Prophylactic cranial irradiation reduces the incidence of brain metastasis in a mouse model of metastatic, HER2-positive breast cancer
Daniel L. Smith1,3, Bisrat G. Debeb1,3, Parmeswaran Diagaradjane1, Richard Larson1,3, Swaminathan Kumar1,3,4, Jing Ning2, Lara Lacerda1,3, Li Li1,3, Wendy A. Woodward1,3
1Department of Radiation Oncology, University of Texas MD Anderson Cancer Center, Houston, TX, USA
2 Department of Biostatistics, University of Texas MD Anderson Cancer Center, Houston, TX, USA
3 ScMorgan Welch Inflammatory Breast Cancer Research Program and Clinic, University of Texas MD Anderson Cancer Center, Houston, TX, USA
4 The University of Texas MD Anderson Cancer Center UTHealth Graduate School of Biomedical Sciences, Houston, TX, USA
Correspondence:
Wendy A. Woodward, email:[email protected]

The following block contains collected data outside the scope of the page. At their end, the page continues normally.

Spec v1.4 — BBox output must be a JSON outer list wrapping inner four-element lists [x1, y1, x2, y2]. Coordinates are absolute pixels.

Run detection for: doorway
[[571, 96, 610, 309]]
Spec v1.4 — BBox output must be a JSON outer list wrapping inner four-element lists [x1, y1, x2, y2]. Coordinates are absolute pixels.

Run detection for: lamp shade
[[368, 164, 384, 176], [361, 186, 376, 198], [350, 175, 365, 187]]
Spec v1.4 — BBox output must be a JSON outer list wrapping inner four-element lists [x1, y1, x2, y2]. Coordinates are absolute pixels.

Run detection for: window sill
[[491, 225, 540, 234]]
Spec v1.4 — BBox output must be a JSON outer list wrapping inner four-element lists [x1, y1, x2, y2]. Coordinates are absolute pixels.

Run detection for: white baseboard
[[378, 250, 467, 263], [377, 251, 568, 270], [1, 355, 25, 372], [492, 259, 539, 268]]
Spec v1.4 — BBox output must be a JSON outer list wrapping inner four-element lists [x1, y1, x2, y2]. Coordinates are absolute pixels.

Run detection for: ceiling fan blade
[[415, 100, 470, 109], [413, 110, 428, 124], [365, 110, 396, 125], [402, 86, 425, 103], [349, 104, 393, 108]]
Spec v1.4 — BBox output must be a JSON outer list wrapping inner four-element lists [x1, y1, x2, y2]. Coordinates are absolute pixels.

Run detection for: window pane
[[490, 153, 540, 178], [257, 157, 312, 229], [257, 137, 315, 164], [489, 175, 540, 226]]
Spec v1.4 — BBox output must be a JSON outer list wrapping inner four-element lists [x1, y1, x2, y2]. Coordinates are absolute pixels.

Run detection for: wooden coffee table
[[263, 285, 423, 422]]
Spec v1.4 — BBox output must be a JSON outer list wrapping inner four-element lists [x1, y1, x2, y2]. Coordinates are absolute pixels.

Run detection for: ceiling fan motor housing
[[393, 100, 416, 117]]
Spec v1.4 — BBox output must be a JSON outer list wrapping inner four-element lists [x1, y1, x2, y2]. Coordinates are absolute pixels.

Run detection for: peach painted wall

Keywords: prophylactic cranial irradiation; brain metastasis; breast cancer; PCI
Received: November 11, 2020 Accepted: January 21, 2021 Published: March 13, 2021
Abstract
Prophylactic cranial irradiation (PCI) can reduce the incidence of brain metastasis and improve overall survival in some patients with acute lymphoblastic leukemia or small-cell lung cancer. We examined the potential effects of PCI in a mouse model of breast cancer brain metastasis. The HER2+ inflammatory breast cancer cell line MDA-IBC3 was labeled with green fluorescent protein and injected via tail-vein into female SCID/Beige mice. Mice were then given 0 Gy or 4 Gy of whole-brain irradiation 2 days before tumor-cell injection or 5 days, 3 weeks, or 6 weeks after tumor-cell injection. Mice were sacrificed 4-weeks or 8-weeks after injection and brain tissues were examined for metastasis by fluorescent stereomicroscopy. In the unirradiated control group, brain metastases were present in 77% of mice at 4 weeks and in 90% of mice at 8 weeks; by comparison, rates for the group given PCI at 5 days after tumor-cell injection were 20% at 4 weeks (p=0.01) and 30% at 8 weeks (p=0.02). The PCI group also had fewer brain metastases per mouse at 4 weeks (p=0.03) and 8 weeks (p=0.006) versus the unirradiated control as well as a lower metastatic burden (p=0.01). Irradiation given either before tumor-cell injection or 3-6 weeks afterward had no significant effect on brain metastases compared to the unirradiated control. These results underscore the importance of timing for irradiating subclinical disease. Clinical whole brain strategies to target subclinical brain disease as safely as possible may warrant further study.